Emails obtained early this monthby the Daily News show that high-ranking officials knew the extent of the problems with the $88 million system very early on — just days after the system was launched and before 4-year-old Ariel Russo died.
Fire Department spokesman Frank Gribbon said fewer than 1% of the approximately 250,000 emergency calls this year have generated writeups.
“This indicates we don’t have any problems more than 99% of the time. Many of the error reports, such as ‘wrong addresses,’ turn out to be the result of wrong information from callers, and not the result of human error by dispatchers,” Gribbon said.
Still, fire officials acknowledge they don’t get all the complaint reports submitted to the union.
New York City’s Department of Investigation launched a probe — the same day a Daily News editorial called for clear answers — into what caused a four-minute delay in dispatching an ambulance to a wreck last month that killed little Ariel Russo.
Firefighters are also in constant contact with dispatchers via radio to get up-to-date information while responding to rapidly changing emergencies, Gribbon said, as in the July 6 cardiac arrest that became a possible gunshot suicide. Firefighters were updated by NYPD when they arrived on the scene, he said.

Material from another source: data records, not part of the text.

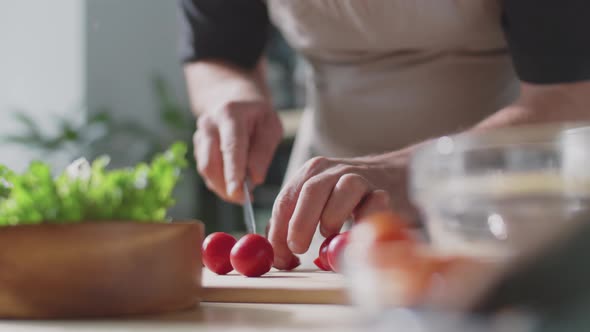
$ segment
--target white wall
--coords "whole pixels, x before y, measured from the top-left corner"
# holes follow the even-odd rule
[[[49,132],[55,115],[81,118],[102,107],[159,131],[154,74],[187,104],[176,20],[176,1],[168,0],[0,1],[0,135],[18,131],[11,114],[17,108]],[[32,157],[0,146],[0,162],[11,167]]]
[[[89,112],[106,107],[118,121],[136,122],[154,133],[165,131],[152,92],[154,74],[165,78],[182,105],[188,104],[177,52],[176,6],[172,0],[86,0]],[[135,140],[117,145],[105,149],[117,165],[143,152]],[[184,194],[179,195],[175,217],[192,216],[197,203],[193,185],[190,180],[180,183]]]
[[[115,120],[161,131],[152,75],[162,75],[187,105],[177,55],[176,3],[0,0],[0,135],[18,133],[11,114],[15,108],[26,110],[49,132],[55,131],[55,115],[83,119],[103,107]],[[128,165],[136,160],[134,150],[116,141],[99,152],[111,153],[116,165]],[[61,168],[76,157],[70,154],[46,161]],[[33,158],[39,154],[0,145],[0,163],[11,168],[22,170]],[[191,189],[185,188],[176,211],[190,211],[196,201]]]
[[[187,104],[177,54],[176,1],[87,0],[86,12],[90,112],[107,107],[115,119],[162,131],[152,76],[162,75]]]
[[[14,132],[11,110],[21,108],[54,129],[51,117],[84,103],[84,2],[0,1],[0,134]],[[37,157],[0,147],[0,163],[24,168]],[[65,157],[67,158],[67,156]]]

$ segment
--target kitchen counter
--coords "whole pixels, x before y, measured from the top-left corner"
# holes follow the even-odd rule
[[[116,320],[0,321],[1,332],[354,331],[358,314],[338,305],[202,303],[161,316]]]

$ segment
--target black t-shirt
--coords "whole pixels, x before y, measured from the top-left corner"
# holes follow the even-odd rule
[[[179,1],[183,61],[256,65],[270,26],[261,0]],[[590,0],[504,0],[501,24],[522,81],[590,79]]]

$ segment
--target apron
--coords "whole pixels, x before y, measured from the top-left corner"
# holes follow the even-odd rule
[[[467,129],[518,96],[500,0],[266,1],[307,64],[286,179],[313,156],[381,153]]]
[[[518,94],[499,0],[267,0],[307,62],[287,178],[309,158],[395,150],[468,128]]]

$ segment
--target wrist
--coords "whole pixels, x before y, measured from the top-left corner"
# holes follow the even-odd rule
[[[534,85],[523,83],[520,97],[475,126],[475,130],[516,125],[586,121],[590,82]]]
[[[409,161],[415,149],[418,148],[418,146],[420,145],[422,145],[422,143],[411,145],[401,150],[395,150],[382,154],[362,156],[354,158],[354,160],[361,163],[365,163],[367,165],[380,165],[383,167],[391,168],[399,168],[400,166],[405,167],[409,164]]]
[[[272,108],[261,66],[244,70],[230,64],[202,61],[185,66],[185,76],[196,115],[215,112],[232,102],[260,102]]]

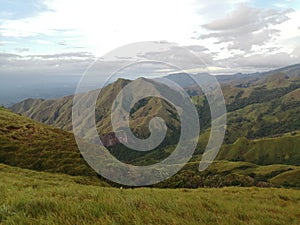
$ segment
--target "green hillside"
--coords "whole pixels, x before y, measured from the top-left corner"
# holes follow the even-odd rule
[[[225,140],[217,156],[218,161],[213,163],[206,171],[201,173],[198,171],[197,166],[209,137],[210,111],[204,96],[201,94],[193,95],[192,100],[198,110],[202,128],[195,155],[191,162],[178,174],[155,186],[172,188],[232,185],[299,187],[297,181],[299,180],[300,165],[299,65],[261,75],[252,75],[253,77],[238,76],[241,76],[241,78],[231,79],[230,82],[222,82],[228,114]],[[145,78],[140,79],[148,82],[152,87],[156,87],[154,81]],[[180,79],[183,79],[183,77]],[[130,80],[118,79],[101,90],[101,98],[98,99],[96,107],[96,122],[99,134],[107,134],[112,131],[110,122],[112,102],[119,91],[130,82]],[[163,86],[163,88],[167,90],[167,87]],[[194,89],[191,88],[191,90]],[[196,92],[193,91],[193,93]],[[14,105],[12,110],[39,122],[70,131],[72,127],[71,107],[72,96],[69,96],[54,100],[28,99]],[[161,146],[153,151],[137,152],[122,145],[116,145],[110,147],[113,155],[121,161],[135,165],[150,165],[166,158],[176,146],[180,128],[177,113],[169,103],[158,98],[143,99],[131,110],[130,126],[138,137],[147,137],[149,135],[148,123],[154,116],[164,118],[169,128],[167,138]],[[86,118],[86,120],[88,119],[90,118]],[[9,120],[13,121],[14,119]],[[82,122],[85,123],[85,121]],[[39,126],[42,125],[39,124]],[[5,153],[1,154],[5,155],[6,158],[3,159],[6,159],[6,161],[1,162],[54,172],[64,172],[72,167],[70,171],[73,172],[68,173],[73,174],[74,171],[77,171],[74,174],[90,174],[91,170],[85,167],[82,159],[79,159],[80,155],[76,149],[74,139],[70,137],[72,135],[54,128],[51,128],[51,130],[56,130],[56,133],[67,137],[54,137],[53,140],[55,138],[60,140],[57,143],[48,141],[50,144],[45,144],[40,141],[36,146],[28,145],[29,148],[26,144],[27,139],[21,140],[21,142],[24,142],[22,145],[26,144],[26,148],[23,147],[22,150],[12,154],[4,151]],[[13,133],[15,131],[9,130],[9,132]],[[3,136],[10,137],[11,134]],[[49,136],[51,135],[49,134]],[[14,138],[10,138],[7,140],[6,145],[11,145],[10,143],[15,145],[15,142]],[[68,144],[64,146],[66,143]],[[69,167],[63,162],[59,162],[60,166],[57,170],[53,166],[51,167],[53,165],[51,160],[56,157],[52,156],[53,146],[57,146],[55,149],[62,148],[68,149],[67,152],[70,151],[65,153],[69,155],[63,157],[63,161],[69,162],[67,164]],[[22,160],[19,162],[18,157],[15,157],[18,154],[21,155],[22,151],[30,152],[28,149],[32,149],[31,151],[34,152],[40,147],[49,149],[49,153],[44,154],[45,158],[43,159],[25,163]],[[34,158],[32,155],[28,158]],[[59,158],[58,154],[57,157]],[[76,158],[76,160],[74,161],[73,158]],[[36,161],[41,160],[43,163],[36,166]],[[27,161],[26,157],[24,161]],[[76,164],[75,167],[72,166],[73,163]],[[222,168],[227,169],[223,171]],[[266,174],[264,172],[261,174],[261,171],[266,171]]]
[[[176,75],[171,77],[176,81]],[[181,74],[181,83],[182,79],[184,76]],[[155,88],[154,81],[144,78],[143,80]],[[99,97],[96,106],[96,122],[100,134],[112,131],[112,102],[119,91],[130,82],[119,79],[101,90],[101,98]],[[255,139],[300,130],[299,65],[255,76],[237,77],[236,80],[230,79],[230,82],[222,82],[221,88],[228,111],[226,143],[234,143],[241,137]],[[186,89],[189,92],[189,88]],[[194,86],[190,89],[193,91]],[[208,102],[201,94],[193,96],[192,99],[204,131],[210,125]],[[28,99],[11,109],[39,122],[71,131],[71,107],[72,96],[69,96],[54,100]],[[166,143],[176,143],[180,128],[177,113],[171,105],[157,98],[144,99],[132,110],[130,126],[134,133],[140,137],[147,137],[148,123],[154,116],[164,118],[167,123],[169,133]]]
[[[140,79],[148,82],[153,88],[157,88],[156,85],[158,84],[156,82],[144,78]],[[96,104],[96,123],[100,135],[112,132],[111,107],[113,100],[120,90],[130,82],[129,80],[118,79],[101,90],[101,95]],[[166,89],[167,86],[163,88]],[[170,88],[169,90],[173,91]],[[83,94],[82,99],[85,98],[86,96]],[[55,100],[27,99],[12,106],[11,110],[41,123],[72,131],[72,103],[73,96]],[[180,128],[179,119],[174,107],[159,98],[144,99],[136,104],[131,111],[130,118],[130,126],[133,132],[140,137],[147,137],[150,134],[148,123],[154,116],[159,116],[166,121],[166,125],[169,127],[167,137],[169,142],[172,142],[173,138],[171,136],[176,136]],[[86,121],[88,120],[89,118],[86,118]]]
[[[233,144],[224,145],[219,159],[246,161],[259,165],[300,165],[300,132],[280,137],[249,140],[239,138]]]
[[[72,133],[0,108],[0,163],[39,171],[96,176]]]
[[[81,175],[85,176],[87,180],[97,179],[95,172],[89,166],[87,166],[85,161],[81,158],[72,133],[34,122],[24,116],[14,114],[4,108],[0,109],[0,124],[1,163],[38,171]],[[299,141],[298,135],[287,135],[285,138],[291,139],[288,140],[288,143],[291,143],[291,145],[293,145],[293,143],[298,143]],[[285,138],[275,138],[276,144],[273,146],[285,146]],[[201,142],[205,141],[205,139],[202,137],[200,140]],[[247,141],[251,142],[250,140]],[[265,143],[265,141],[268,143],[268,139],[259,139],[255,140],[254,142]],[[252,153],[254,159],[256,159],[255,157],[258,159],[261,158],[259,154],[263,154],[264,151],[261,151],[262,148],[259,148],[259,146],[267,146],[267,143],[253,145],[257,146],[257,148],[254,150],[250,149],[249,151],[251,153],[255,153],[255,151],[257,152],[256,154]],[[245,162],[230,162],[224,160],[216,161],[206,171],[200,173],[198,171],[198,163],[199,160],[201,160],[201,154],[195,155],[193,160],[188,163],[178,174],[154,186],[170,188],[222,186],[300,186],[300,184],[295,181],[295,179],[298,179],[297,176],[299,176],[299,167],[288,166],[282,163],[283,161],[286,164],[299,165],[299,163],[297,163],[297,154],[290,152],[290,159],[288,159],[283,153],[277,152],[278,154],[275,154],[276,149],[269,148],[266,152],[275,152],[274,157],[269,159],[269,163],[281,164],[278,166],[285,169],[278,169],[277,166],[268,167],[267,170],[269,173],[266,175],[261,175],[259,172],[256,173],[255,171],[264,170],[266,167],[258,165],[262,163],[256,162],[251,157],[249,158],[250,154],[246,154],[248,155],[248,158],[245,157],[245,159],[234,158],[235,155],[240,154],[238,150],[244,146],[240,144],[241,143],[237,141],[237,143],[233,144],[233,146],[224,146],[218,158],[235,161],[244,160]],[[288,149],[289,148],[286,148],[286,150],[281,152],[286,154]],[[167,157],[172,150],[173,146],[168,146],[158,149],[157,151],[152,151],[147,155],[135,155],[128,152],[128,149],[112,149],[112,151],[115,151],[115,155],[119,156],[121,159],[137,165],[146,165],[158,162],[162,157]],[[270,156],[272,156],[272,154]],[[282,157],[285,157],[285,161],[281,158],[278,158],[277,155],[282,155]],[[267,158],[265,157],[265,159]],[[249,164],[249,162],[254,163]],[[289,174],[289,176],[284,180],[280,177],[276,178],[277,175],[281,175],[284,172],[292,173]]]
[[[300,191],[118,189],[0,164],[1,224],[299,224]]]
[[[300,167],[284,164],[257,165],[249,162],[215,160],[205,171],[199,161],[188,163],[180,172],[155,187],[299,187]]]

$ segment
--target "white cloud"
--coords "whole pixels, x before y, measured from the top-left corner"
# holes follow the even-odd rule
[[[1,38],[5,38],[1,49],[6,48],[5,43],[18,40],[17,45],[10,44],[13,47],[5,51],[19,54],[18,49],[29,48],[28,54],[40,56],[89,51],[101,56],[133,42],[166,40],[188,46],[210,66],[218,68],[226,59],[239,67],[239,60],[233,59],[240,55],[248,60],[255,60],[256,55],[268,61],[271,58],[268,55],[273,54],[284,62],[285,54],[297,55],[294,50],[300,42],[300,11],[240,5],[245,2],[253,3],[252,0],[45,0],[48,10],[18,20],[1,20]],[[284,4],[291,5],[288,1]],[[192,38],[195,35],[201,38]],[[168,57],[170,52],[149,49],[140,55],[143,54]],[[38,58],[42,59],[55,60]],[[73,59],[77,60],[75,56]],[[127,59],[120,55],[115,60]],[[63,64],[56,65],[63,68]],[[245,65],[244,61],[241,65]]]
[[[235,55],[220,62],[220,64],[231,67],[232,70],[237,67],[248,68],[252,71],[270,70],[299,63],[300,57],[296,54],[298,54],[298,52],[294,55],[286,52],[271,52],[269,54],[256,53],[248,56]]]
[[[204,24],[208,34],[200,39],[216,38],[217,43],[228,43],[228,49],[250,51],[254,45],[274,41],[280,30],[273,27],[289,20],[292,9],[282,11],[260,9],[241,4],[227,16]]]
[[[1,25],[3,36],[83,36],[84,44],[103,54],[145,40],[184,42],[192,35],[192,4],[180,0],[47,0],[50,11]]]
[[[274,26],[275,29],[280,30],[280,36],[277,38],[276,43],[287,52],[300,46],[300,30],[298,29],[300,10],[290,13],[289,18],[284,23]]]

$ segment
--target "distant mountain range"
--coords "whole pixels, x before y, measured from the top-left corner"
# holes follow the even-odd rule
[[[192,95],[200,115],[203,128],[209,127],[209,107],[200,91],[195,91],[195,82],[186,74],[173,74],[166,78],[177,82]],[[300,129],[300,64],[275,71],[257,74],[237,74],[218,78],[228,111],[227,143],[240,137],[257,138],[278,135]],[[153,83],[147,80],[148,83]],[[96,122],[101,134],[112,131],[110,108],[119,91],[130,80],[119,79],[101,90],[97,101]],[[194,83],[193,83],[194,82]],[[189,85],[189,86],[187,86]],[[44,100],[27,99],[10,107],[16,113],[36,121],[71,131],[73,96]],[[133,112],[134,111],[134,112]],[[145,137],[149,135],[148,122],[153,116],[161,116],[167,125],[178,131],[179,118],[170,104],[152,98],[138,103],[132,111],[131,126],[134,132]],[[171,135],[171,134],[170,134]]]
[[[237,73],[233,75],[217,75],[220,83],[237,81],[239,79],[257,79],[269,73],[292,73],[297,72],[299,64],[288,66],[285,68],[272,70],[270,72],[243,74]],[[166,76],[169,79],[175,79],[188,87],[191,84],[189,79],[180,78],[180,74],[171,74]],[[5,75],[1,74],[0,83],[0,105],[11,107],[27,98],[43,98],[53,99],[74,94],[80,75]],[[98,88],[93,82],[87,87],[88,90]]]
[[[201,90],[185,74],[172,74],[165,78],[178,83],[190,94],[197,108],[202,130],[192,161],[179,174],[159,185],[164,187],[235,184],[300,186],[298,182],[300,178],[300,64],[264,73],[218,76],[228,111],[227,131],[217,161],[202,173],[197,171],[196,162],[201,159],[210,133],[209,105]],[[155,83],[143,79],[150,85]],[[130,80],[119,79],[101,90],[102,97],[98,99],[96,107],[96,123],[102,138],[112,132],[110,109],[113,100],[130,82]],[[72,101],[73,96],[52,100],[27,99],[13,105],[10,109],[38,122],[72,131]],[[1,112],[11,114],[8,120],[18,121],[24,118],[13,116],[6,110]],[[117,158],[136,165],[152,164],[168,156],[180,136],[180,120],[172,105],[158,98],[143,99],[131,110],[130,126],[136,136],[147,137],[148,123],[154,116],[164,118],[169,130],[164,142],[157,149],[141,153],[115,143],[114,146],[110,146],[110,151]],[[5,120],[1,123],[4,122]],[[18,129],[6,130],[10,133]],[[59,140],[62,142],[66,140],[65,135],[70,134],[65,131],[59,131],[61,132]],[[58,137],[50,135],[45,137],[47,138]],[[10,138],[6,141],[8,146],[11,143],[15,146],[16,139]],[[26,143],[26,140],[24,142]],[[57,148],[63,147],[57,146]],[[1,162],[17,165],[13,156],[16,149],[17,147],[12,148],[10,156],[7,156],[7,151],[2,148],[4,155],[1,158],[6,160]],[[24,148],[19,148],[16,155],[25,151],[20,149]],[[38,169],[30,164],[25,164],[23,167]],[[189,178],[186,174],[190,174]]]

The fire victim who turned out to be suffering from bacterial meningitis was initially coded incorrectly using ICAD’s drop-down menu, the FDNY said.
The correct coding of calls using the ICAD menu has been addressed with NYPD as a training issue, the FDNY said.
Another incident — a June 28 car crash at 10:30 p.m. that turned out to be in Nassau County, not in Queens — was also sent to the NYPD for additional training.